C’est le second tableau, où ces mêmes confrères évoluent avec un dévoilement progressif du visage entretemps masqué, qui va confirmer la dictature de l’éléphant. En effet, kidnappé et torturé dans un endroit secret, le chroniqueur va découvrir, à sa grande stupéfaction et déception, qu’il n’est en réalité que la victime presque innocente de son ancien confrère devenu Président de la République. Un président pour qui, il a battu campagne en tant que Directeur. Mais, au nom de la vérité, de la justice et de l’honneur, le chroniqueur va comprendre le monstre terrible qui est en cet homme qui se présente comme un agneau devant le peuple, mais qui n’est qu’un véritable psychopathe. En effet, le chroniqueur réalise ahuri, que sa femme, qu’il partageait par ailleurs avec son ami et confrère président, et ses trois filles avaient déjà été tuées par cet homme, dont le degré démoniaque est sans limites.

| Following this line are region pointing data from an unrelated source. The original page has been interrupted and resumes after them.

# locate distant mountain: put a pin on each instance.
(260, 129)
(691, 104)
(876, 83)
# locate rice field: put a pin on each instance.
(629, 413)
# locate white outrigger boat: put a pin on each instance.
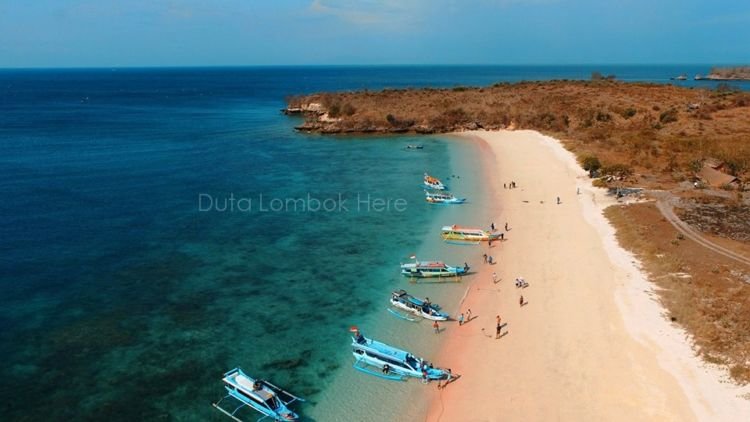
(260, 395)
(467, 235)
(419, 307)
(433, 182)
(393, 364)
(427, 269)
(442, 198)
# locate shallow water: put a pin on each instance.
(121, 299)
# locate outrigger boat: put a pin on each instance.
(433, 182)
(466, 234)
(426, 269)
(394, 364)
(442, 198)
(419, 307)
(260, 395)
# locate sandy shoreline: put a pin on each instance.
(591, 342)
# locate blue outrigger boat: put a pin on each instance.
(394, 364)
(260, 395)
(419, 307)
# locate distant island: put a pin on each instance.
(739, 73)
(661, 130)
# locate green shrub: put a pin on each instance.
(629, 112)
(617, 170)
(591, 163)
(348, 109)
(668, 116)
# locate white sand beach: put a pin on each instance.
(591, 342)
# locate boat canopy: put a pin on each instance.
(387, 350)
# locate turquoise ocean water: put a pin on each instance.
(127, 286)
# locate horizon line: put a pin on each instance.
(216, 66)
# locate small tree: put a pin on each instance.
(591, 163)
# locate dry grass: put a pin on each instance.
(659, 130)
(713, 304)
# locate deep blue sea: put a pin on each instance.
(130, 281)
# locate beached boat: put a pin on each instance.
(257, 394)
(466, 234)
(419, 307)
(442, 198)
(433, 182)
(426, 269)
(392, 363)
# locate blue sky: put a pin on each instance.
(82, 33)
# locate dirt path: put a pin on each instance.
(665, 204)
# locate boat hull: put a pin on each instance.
(418, 312)
(411, 270)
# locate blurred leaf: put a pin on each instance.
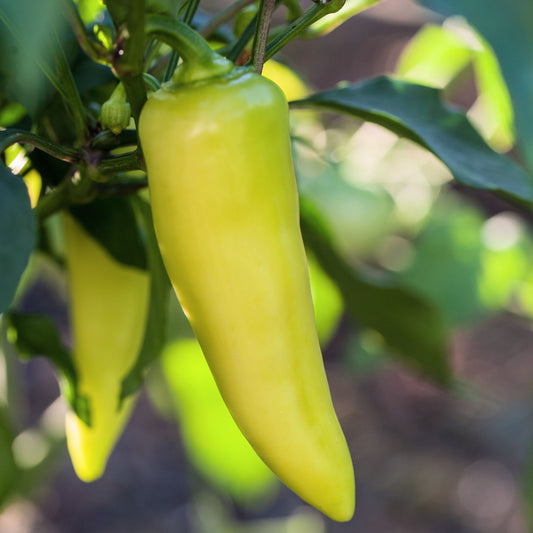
(89, 9)
(507, 262)
(448, 262)
(37, 336)
(359, 218)
(10, 114)
(497, 118)
(417, 113)
(411, 327)
(508, 28)
(212, 439)
(17, 233)
(332, 21)
(112, 222)
(327, 301)
(434, 56)
(156, 325)
(8, 466)
(27, 74)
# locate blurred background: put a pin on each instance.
(427, 459)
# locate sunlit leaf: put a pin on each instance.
(213, 441)
(411, 327)
(417, 113)
(508, 28)
(435, 56)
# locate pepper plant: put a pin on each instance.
(122, 116)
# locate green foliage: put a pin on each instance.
(411, 327)
(213, 441)
(508, 28)
(113, 223)
(18, 233)
(417, 113)
(56, 72)
(36, 335)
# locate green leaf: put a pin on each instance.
(156, 325)
(212, 439)
(89, 9)
(508, 28)
(18, 233)
(8, 466)
(27, 71)
(411, 327)
(332, 21)
(448, 262)
(417, 113)
(435, 56)
(36, 336)
(113, 223)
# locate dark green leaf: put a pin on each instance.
(17, 233)
(26, 50)
(155, 333)
(8, 466)
(411, 327)
(38, 336)
(417, 113)
(508, 28)
(112, 222)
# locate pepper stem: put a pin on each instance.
(200, 62)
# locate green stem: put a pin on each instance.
(223, 16)
(128, 57)
(71, 95)
(106, 140)
(94, 50)
(298, 26)
(199, 60)
(40, 61)
(65, 194)
(9, 137)
(192, 8)
(243, 40)
(123, 163)
(266, 9)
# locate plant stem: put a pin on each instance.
(94, 50)
(71, 95)
(9, 137)
(313, 14)
(192, 7)
(266, 9)
(128, 57)
(199, 60)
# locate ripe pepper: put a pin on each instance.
(109, 305)
(225, 209)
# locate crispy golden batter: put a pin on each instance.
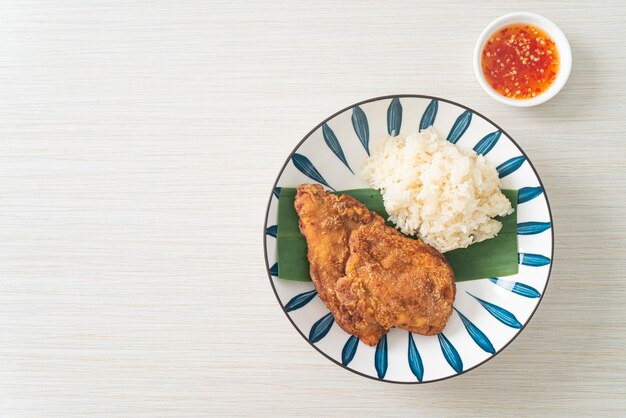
(370, 276)
(326, 221)
(396, 281)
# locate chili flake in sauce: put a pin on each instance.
(520, 61)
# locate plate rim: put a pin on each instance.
(282, 169)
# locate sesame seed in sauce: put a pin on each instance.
(520, 55)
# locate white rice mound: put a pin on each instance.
(432, 188)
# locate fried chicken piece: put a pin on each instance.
(327, 221)
(396, 281)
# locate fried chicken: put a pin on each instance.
(396, 281)
(327, 221)
(370, 276)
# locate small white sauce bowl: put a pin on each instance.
(565, 56)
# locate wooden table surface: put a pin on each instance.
(138, 145)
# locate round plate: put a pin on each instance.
(489, 313)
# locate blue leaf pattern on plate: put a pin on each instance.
(530, 228)
(501, 314)
(487, 143)
(477, 335)
(532, 260)
(300, 300)
(381, 357)
(394, 117)
(272, 230)
(428, 118)
(321, 327)
(510, 166)
(333, 143)
(274, 270)
(349, 350)
(415, 360)
(450, 353)
(305, 166)
(528, 193)
(460, 126)
(517, 288)
(361, 127)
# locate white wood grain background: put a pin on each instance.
(138, 145)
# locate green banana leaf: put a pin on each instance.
(495, 257)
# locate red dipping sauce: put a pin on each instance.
(520, 61)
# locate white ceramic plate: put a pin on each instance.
(489, 313)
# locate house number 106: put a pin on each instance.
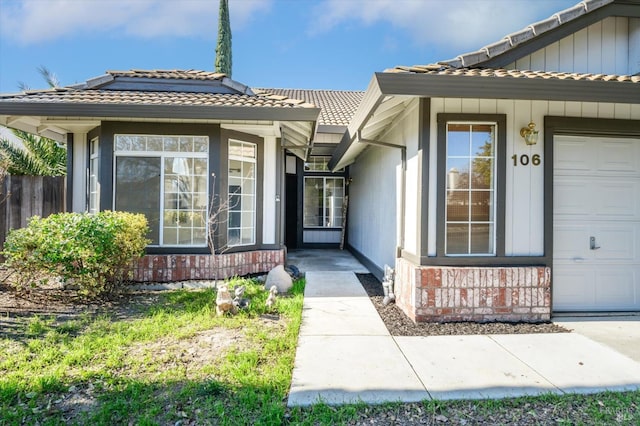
(525, 160)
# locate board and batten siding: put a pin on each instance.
(374, 193)
(611, 46)
(524, 203)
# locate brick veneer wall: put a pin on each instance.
(182, 267)
(442, 294)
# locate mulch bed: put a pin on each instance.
(400, 324)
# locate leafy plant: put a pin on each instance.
(93, 252)
(34, 155)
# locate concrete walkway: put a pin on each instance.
(346, 355)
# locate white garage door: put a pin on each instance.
(596, 224)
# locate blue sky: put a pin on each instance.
(311, 44)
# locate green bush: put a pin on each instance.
(92, 252)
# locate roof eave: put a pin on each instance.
(619, 8)
(159, 111)
(481, 87)
(551, 89)
(370, 101)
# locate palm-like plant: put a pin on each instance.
(38, 156)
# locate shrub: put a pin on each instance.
(92, 252)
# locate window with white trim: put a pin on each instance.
(470, 212)
(241, 226)
(94, 186)
(166, 179)
(323, 199)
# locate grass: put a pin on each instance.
(107, 370)
(138, 369)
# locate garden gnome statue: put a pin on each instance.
(271, 299)
(387, 286)
(224, 302)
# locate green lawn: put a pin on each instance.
(176, 362)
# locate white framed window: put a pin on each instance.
(318, 163)
(470, 209)
(94, 185)
(323, 199)
(241, 225)
(165, 178)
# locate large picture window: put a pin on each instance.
(323, 198)
(241, 227)
(164, 178)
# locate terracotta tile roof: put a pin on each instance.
(439, 69)
(337, 106)
(125, 97)
(172, 74)
(526, 34)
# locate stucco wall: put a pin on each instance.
(374, 193)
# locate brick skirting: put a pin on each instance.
(445, 294)
(182, 267)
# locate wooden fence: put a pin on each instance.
(26, 196)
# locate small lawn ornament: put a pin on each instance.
(224, 302)
(239, 301)
(271, 299)
(387, 286)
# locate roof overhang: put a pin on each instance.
(387, 92)
(54, 120)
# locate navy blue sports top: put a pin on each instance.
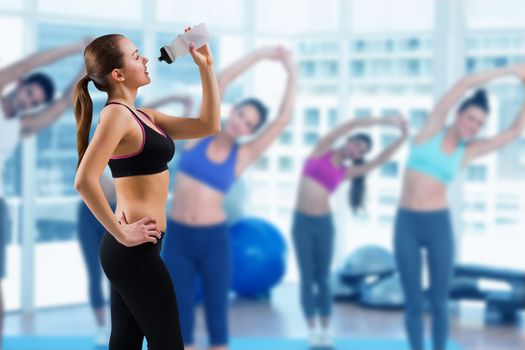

Et lorsque l’on fait le lien entre ce dénouement tragique et l’exposition de la pièce (où le confrère assimilait le journaliste à un terroriste et où un apprenant ne rêvait que de terrorisme comme carrière envisagée), on comprend aisément que ce Confrère président, a annoncé les couleurs dès le départ : le journalisme, un métier à supprimer parce qu’offrant le pouvoir à ses professionnels de détruire des hommes politiques agneaux, sains et innocents ? La pièce pose la problématique fondamentale de savoir qui, en démocratie, est responsable du plein exercice des libertés : les dirigeants ? le peuple ? les journalistes ? , etc.
Le public, séduit par ce texte plaisant, qui rapporte des réalités auxquelles il n’est pas véritablement étranger va voir se passer l’heure de ‘’Lecture spectacle’’ aussi vite qu’un éclair. L’aboutissement de la mise en scène du spectacle proprement dit de cette pièce de Daté Atavito est pour bientôt, à en croire Hermas Gbaguidi.
Rappelons que Le chroniqueur du PR, est la quatrième pièce de théâtre publiée par Daté Atavito BARNABE-AKAYI après Les Confessions du PR, Amour en infraction et Quand Dieu a faim en 2011. Les confessions du PR avait déjà suscité autant d’intérêt politique, puisqu’à l’époque, Togolais, Béninois, Camerounais… s’étaient mirés goulûment à travers le président dictateur et pervers qui se confessait au faux prêtre.
Les quatre pièces restent dans le nouveau théâtre béninois avec une écriture sans fioritures, exempte donc de didascalies, de découpage en scène, en tableau, en Acte… et limitant surtout le nombre de personnages : deux, la plupart du temps avec cette capacité de leur faire porter plusieurs masques et par ricochet, plusieurs casquettes.